A financial research institute has released a statement on legal proceedings following a digital currency for the Central Bank. Numerous countries are working towards having and using digital currencies. Japan seems to be the latest nation to jump on the wagon.
Even though Bank of Japan Deputy Governor said earlier this year that there were no plans to initiate a digital coin, the institute for economic research shows otherwise. It released a report that was looking at the legal issues revolving around digital currency.

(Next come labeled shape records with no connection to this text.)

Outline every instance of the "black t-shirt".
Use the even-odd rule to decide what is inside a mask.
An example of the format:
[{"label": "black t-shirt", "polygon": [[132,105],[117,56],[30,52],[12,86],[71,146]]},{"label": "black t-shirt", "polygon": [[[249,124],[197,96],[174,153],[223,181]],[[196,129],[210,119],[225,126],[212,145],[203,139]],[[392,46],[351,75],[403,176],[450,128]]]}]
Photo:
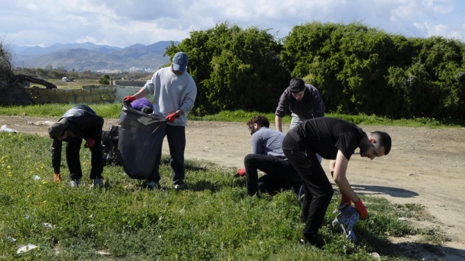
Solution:
[{"label": "black t-shirt", "polygon": [[[335,160],[339,150],[350,160],[365,135],[356,125],[330,117],[304,121],[287,133],[301,144],[301,149],[306,149],[310,153],[318,153],[326,160]],[[285,146],[283,144],[282,149],[296,149]]]}]

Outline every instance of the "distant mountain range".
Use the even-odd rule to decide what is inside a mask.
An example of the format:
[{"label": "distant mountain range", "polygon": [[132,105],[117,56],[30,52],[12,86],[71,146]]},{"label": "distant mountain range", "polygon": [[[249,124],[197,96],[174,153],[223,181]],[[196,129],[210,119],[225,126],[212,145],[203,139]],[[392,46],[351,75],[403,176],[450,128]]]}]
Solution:
[{"label": "distant mountain range", "polygon": [[[92,42],[82,44],[55,44],[48,47],[20,47],[11,44],[14,67],[45,68],[63,67],[68,71],[129,71],[157,69],[169,62],[169,58],[163,56],[165,48],[171,41],[157,42],[153,44],[135,44],[120,48],[99,45]],[[179,42],[174,41],[175,45]]]}]

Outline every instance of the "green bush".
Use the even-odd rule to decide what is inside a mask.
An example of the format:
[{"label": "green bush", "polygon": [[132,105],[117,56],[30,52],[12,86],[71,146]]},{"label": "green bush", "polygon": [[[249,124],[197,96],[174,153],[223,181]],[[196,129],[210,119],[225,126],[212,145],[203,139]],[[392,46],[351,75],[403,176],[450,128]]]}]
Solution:
[{"label": "green bush", "polygon": [[100,77],[99,79],[99,84],[102,85],[108,85],[110,84],[110,76],[108,74],[104,74],[103,76]]},{"label": "green bush", "polygon": [[188,71],[197,85],[195,115],[220,110],[274,110],[289,75],[279,58],[282,45],[267,30],[228,22],[190,37],[167,54],[189,55]]},{"label": "green bush", "polygon": [[320,90],[327,111],[462,118],[464,45],[387,33],[360,23],[295,26],[282,63]]}]

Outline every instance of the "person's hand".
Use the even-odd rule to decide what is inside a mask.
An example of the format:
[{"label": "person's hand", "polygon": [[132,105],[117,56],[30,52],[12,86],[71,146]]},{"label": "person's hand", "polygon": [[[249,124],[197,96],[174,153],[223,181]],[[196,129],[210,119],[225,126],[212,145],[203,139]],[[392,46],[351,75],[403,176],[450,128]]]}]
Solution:
[{"label": "person's hand", "polygon": [[84,144],[84,147],[92,148],[94,146],[94,144],[95,144],[95,140],[90,138],[87,140],[87,142],[85,142],[85,144]]},{"label": "person's hand", "polygon": [[342,205],[344,203],[347,203],[346,207],[348,207],[352,204],[352,201],[348,196],[346,196],[345,194],[341,192],[341,204],[339,205]]},{"label": "person's hand", "polygon": [[360,218],[362,219],[365,219],[368,216],[368,212],[366,211],[366,208],[365,208],[365,205],[362,203],[362,199],[359,199],[359,201],[354,204],[355,204],[357,212],[360,214]]},{"label": "person's hand", "polygon": [[57,182],[57,181],[62,182],[62,179],[61,178],[61,175],[60,175],[60,173],[55,172],[53,174],[53,182]]},{"label": "person's hand", "polygon": [[124,98],[123,98],[123,102],[124,103],[127,103],[127,102],[132,103],[134,101],[135,101],[135,97],[134,96],[134,95],[126,96],[124,96]]},{"label": "person's hand", "polygon": [[176,119],[178,117],[176,117],[176,113],[173,112],[169,115],[167,116],[167,121],[168,121],[168,122],[174,122],[174,120]]}]

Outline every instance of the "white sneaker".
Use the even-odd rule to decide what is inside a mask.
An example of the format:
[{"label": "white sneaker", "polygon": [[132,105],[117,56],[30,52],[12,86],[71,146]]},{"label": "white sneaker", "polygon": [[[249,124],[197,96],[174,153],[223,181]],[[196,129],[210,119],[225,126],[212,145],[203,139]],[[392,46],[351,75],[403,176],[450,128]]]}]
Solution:
[{"label": "white sneaker", "polygon": [[102,180],[101,179],[98,178],[94,179],[94,181],[92,182],[92,187],[103,187],[103,180]]},{"label": "white sneaker", "polygon": [[81,185],[81,180],[72,180],[69,183],[71,187],[76,187]]}]

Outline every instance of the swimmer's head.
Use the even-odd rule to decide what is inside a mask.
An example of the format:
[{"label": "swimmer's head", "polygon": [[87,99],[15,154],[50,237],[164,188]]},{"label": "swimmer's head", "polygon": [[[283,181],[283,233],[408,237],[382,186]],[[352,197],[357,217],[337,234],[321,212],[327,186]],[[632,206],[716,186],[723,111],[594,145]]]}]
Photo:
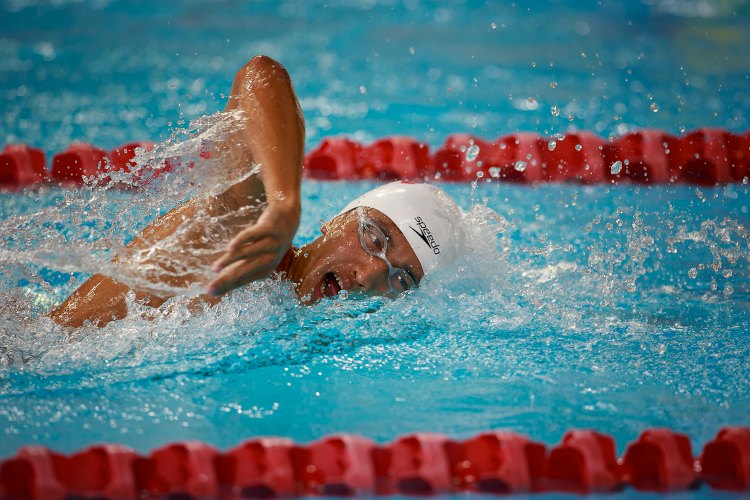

A study group for legal issues on digital currency for the central bank was set up last November. The report stated that CBDC is following technological changes that are happening in the financial arena, such as changes in payment options and a reduction in the usage of cash in some nations.
The report does not denote the official stand of Japan’s financial institute, but it shows that the bank is considering legal options surrounding CBDCs. That includes even options of whether CBDC should be taken as a currency, whether the bank can give out a digital coin, and also if transactions can be constricted.
The bond of contention in Japan is that under the current regulations, legal money is considered to be cash and banknotes. A CBDC is neither of them and so the law has to be revised to accommodate the digital currency. Anti-money laundering is also a massive issue; according to the released report, records for transactions must be noted down, and all the identities should be verified. Financial institutions engaging in these transactions will be held accountable for verifying the identities of the users.
China’s investment stunts Japan’s interest in having a CBDC. China has recently invested a lot of resources in a bid to have their digital coin. The coin aims to increase financial coverage in rural China, this is according to a research team official from the China’s People’s Bank.